North Korea missile launch fails
A North Korean missile launch has failed, South Korean defence officials say, but it is unclear how many were fired or what exactly was being tested.
The US military said it detected a missile which appeared to explode within seconds of being launched.
North Korea is banned from any missile or nuclear tests by the United Nations.
However, it has conducted such tests with increasing frequency and experts say this could lead to advances in its missile technology.
Earlier this month, the North fired four missiles that flew about 1,000km (620 miles), landing in Japanese waters.
- What is new in North Korea's missile technology?
- What will Trump do about North Korea?
- More on North Korea's missile programme
- North Korea's nuclear tests
This test came from the eastern coastal town of Wonsan and will be seen as a response to annual military drills under way between the US and South Korea, which the North sees as preparation for an attack on it.
North Korea is believed to be developing an intercontinental ballistic missile that could strike the US, and has previously claimed it had successfully miniaturised nuclear warheads so they can fit on missiles.

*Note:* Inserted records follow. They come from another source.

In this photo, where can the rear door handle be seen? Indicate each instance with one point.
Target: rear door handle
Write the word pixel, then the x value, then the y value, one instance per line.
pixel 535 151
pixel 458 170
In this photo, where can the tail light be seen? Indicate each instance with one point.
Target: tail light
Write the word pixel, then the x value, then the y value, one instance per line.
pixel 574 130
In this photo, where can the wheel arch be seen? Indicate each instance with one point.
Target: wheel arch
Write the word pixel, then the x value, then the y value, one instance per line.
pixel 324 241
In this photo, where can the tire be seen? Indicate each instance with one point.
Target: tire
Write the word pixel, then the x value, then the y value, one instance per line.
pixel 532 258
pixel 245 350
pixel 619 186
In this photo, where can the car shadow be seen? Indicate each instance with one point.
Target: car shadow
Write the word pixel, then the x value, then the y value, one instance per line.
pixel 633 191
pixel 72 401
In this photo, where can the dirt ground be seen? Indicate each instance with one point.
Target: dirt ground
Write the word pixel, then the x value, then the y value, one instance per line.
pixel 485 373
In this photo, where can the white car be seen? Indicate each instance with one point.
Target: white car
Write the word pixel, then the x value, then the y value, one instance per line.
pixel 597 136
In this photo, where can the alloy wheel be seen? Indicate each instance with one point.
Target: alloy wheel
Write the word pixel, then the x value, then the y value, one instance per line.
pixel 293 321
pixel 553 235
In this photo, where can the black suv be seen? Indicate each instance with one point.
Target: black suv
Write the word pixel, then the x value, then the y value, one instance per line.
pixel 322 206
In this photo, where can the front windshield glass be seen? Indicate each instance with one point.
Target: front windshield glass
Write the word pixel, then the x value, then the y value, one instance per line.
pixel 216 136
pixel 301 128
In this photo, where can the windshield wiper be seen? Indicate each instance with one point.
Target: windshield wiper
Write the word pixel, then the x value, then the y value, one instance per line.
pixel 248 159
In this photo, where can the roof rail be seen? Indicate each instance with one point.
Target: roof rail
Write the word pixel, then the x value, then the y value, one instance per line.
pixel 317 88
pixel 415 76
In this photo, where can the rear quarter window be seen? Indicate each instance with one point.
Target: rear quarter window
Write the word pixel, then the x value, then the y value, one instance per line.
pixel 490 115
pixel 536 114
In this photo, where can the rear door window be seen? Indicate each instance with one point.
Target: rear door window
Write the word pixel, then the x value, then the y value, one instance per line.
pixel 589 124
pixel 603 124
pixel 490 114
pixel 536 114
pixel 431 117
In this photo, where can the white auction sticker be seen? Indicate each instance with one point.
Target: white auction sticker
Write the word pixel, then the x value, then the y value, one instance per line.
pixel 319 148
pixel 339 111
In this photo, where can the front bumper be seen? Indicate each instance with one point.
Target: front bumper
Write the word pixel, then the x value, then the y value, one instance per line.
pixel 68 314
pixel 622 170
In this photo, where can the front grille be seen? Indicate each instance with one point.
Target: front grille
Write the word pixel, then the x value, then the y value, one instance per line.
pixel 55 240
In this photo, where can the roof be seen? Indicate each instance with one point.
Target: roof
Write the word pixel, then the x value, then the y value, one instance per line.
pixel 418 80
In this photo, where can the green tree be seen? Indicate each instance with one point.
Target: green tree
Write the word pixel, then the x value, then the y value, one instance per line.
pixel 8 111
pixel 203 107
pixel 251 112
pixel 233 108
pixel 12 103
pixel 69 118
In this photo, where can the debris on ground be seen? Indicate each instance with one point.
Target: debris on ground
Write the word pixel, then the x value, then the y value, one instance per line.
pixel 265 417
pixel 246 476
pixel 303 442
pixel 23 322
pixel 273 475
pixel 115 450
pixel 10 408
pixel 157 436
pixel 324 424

However, most experts believe the North is still some time away from being able to realise such a goal.
Analysis: Stephen Evans, BBC News, Seoul
Today's failure indicates that North Korea's space programme still has some way to go before its blood-curdling threats to turn Seoul and Washington into seas of flame are achievable.

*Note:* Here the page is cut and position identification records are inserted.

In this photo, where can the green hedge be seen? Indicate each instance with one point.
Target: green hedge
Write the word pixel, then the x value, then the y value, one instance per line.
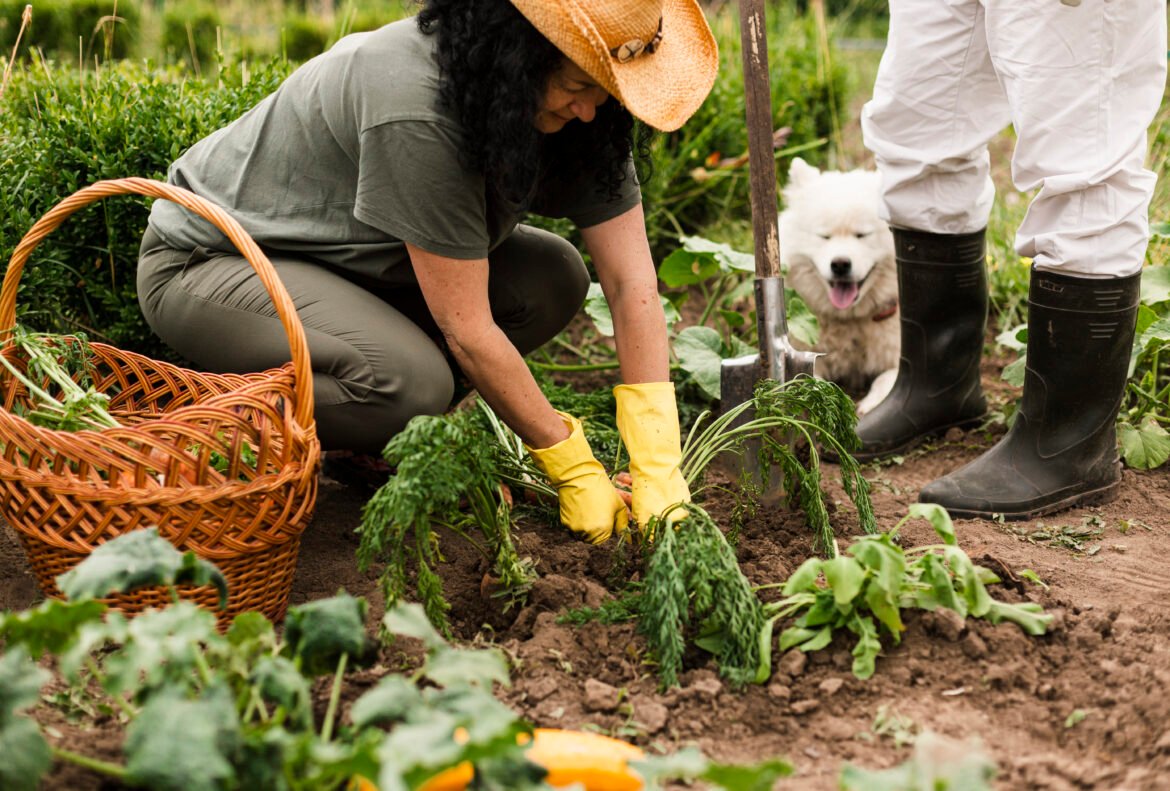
pixel 190 34
pixel 66 29
pixel 686 192
pixel 63 132
pixel 303 36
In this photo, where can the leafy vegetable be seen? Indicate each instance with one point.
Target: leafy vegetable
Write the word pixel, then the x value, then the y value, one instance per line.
pixel 694 589
pixel 57 378
pixel 441 462
pixel 784 418
pixel 140 558
pixel 866 590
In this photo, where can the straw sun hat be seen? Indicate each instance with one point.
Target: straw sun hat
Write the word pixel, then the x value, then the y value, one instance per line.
pixel 658 57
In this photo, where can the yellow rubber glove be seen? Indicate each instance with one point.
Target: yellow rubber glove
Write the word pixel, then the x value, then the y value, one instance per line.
pixel 589 502
pixel 648 424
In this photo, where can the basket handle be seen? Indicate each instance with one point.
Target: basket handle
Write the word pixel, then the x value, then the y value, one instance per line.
pixel 284 308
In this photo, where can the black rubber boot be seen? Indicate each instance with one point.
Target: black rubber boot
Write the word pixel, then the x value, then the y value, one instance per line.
pixel 943 298
pixel 1062 448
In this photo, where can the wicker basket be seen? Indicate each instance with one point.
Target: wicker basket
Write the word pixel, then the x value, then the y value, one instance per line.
pixel 64 493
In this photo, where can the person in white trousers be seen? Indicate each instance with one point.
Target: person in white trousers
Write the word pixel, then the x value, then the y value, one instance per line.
pixel 1080 81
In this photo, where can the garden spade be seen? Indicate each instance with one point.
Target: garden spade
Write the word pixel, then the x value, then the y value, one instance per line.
pixel 777 358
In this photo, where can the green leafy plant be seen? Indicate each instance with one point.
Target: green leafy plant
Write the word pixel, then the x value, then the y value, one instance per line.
pixel 1146 412
pixel 71 29
pixel 212 712
pixel 693 590
pixel 787 421
pixel 57 377
pixel 61 130
pixel 865 591
pixel 722 277
pixel 441 462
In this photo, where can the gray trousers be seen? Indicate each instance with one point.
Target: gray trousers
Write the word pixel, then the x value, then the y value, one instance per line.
pixel 377 356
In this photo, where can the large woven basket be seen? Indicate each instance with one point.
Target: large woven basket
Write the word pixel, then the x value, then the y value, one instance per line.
pixel 64 493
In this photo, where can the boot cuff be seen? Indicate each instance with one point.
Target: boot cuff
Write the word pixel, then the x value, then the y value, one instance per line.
pixel 1051 289
pixel 923 247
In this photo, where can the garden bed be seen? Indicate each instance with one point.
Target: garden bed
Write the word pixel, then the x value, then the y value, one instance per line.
pixel 1081 707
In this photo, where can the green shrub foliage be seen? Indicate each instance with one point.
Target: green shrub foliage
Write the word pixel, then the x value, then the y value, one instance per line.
pixel 68 29
pixel 62 130
pixel 687 190
pixel 303 36
pixel 190 34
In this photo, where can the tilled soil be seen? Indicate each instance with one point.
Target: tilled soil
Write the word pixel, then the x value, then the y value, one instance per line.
pixel 1084 707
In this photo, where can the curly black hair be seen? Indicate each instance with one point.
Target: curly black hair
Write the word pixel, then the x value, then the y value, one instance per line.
pixel 494 70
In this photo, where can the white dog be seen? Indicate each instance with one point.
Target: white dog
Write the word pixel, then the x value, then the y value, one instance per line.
pixel 839 256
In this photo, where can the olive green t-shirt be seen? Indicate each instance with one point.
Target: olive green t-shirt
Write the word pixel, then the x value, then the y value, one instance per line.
pixel 353 156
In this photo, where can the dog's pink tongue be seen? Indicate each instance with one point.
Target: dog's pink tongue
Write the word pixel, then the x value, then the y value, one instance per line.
pixel 842 294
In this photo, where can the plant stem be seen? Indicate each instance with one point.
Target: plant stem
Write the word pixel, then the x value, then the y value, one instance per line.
pixel 335 699
pixel 94 764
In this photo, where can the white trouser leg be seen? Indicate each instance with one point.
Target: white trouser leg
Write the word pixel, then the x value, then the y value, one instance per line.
pixel 936 104
pixel 1084 84
pixel 1080 83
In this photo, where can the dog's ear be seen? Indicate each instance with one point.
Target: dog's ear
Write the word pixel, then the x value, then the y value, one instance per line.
pixel 800 172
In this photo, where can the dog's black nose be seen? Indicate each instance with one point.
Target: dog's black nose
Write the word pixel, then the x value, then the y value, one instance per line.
pixel 840 267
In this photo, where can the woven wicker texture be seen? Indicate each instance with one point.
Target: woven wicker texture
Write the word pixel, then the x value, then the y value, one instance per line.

Some experts also believe that the salvo of four missiles fired towards Japan two weeks ago may actually have been five, with one launch failing.
In addition to its missile failures, North Korea is not thought to have developed heat-resistant material necessary to launch a truly long-range intercontinental ballistic missile. But progress does seem to be being made.
Last weekend, North Korea conducted a rocket engine test that its leader Kim Jong-un claimed was a breakthrough in its rocket technology. This has not been confirmed by independent experts.
It came as US Secretary of State Rex Tillerson visited Japan, South Korea and China for talks on North Korea's recent actions, including its two most recent nuclear tests.
Mr Tillerson had said a military option was on the table if the North threatened the South or US forces.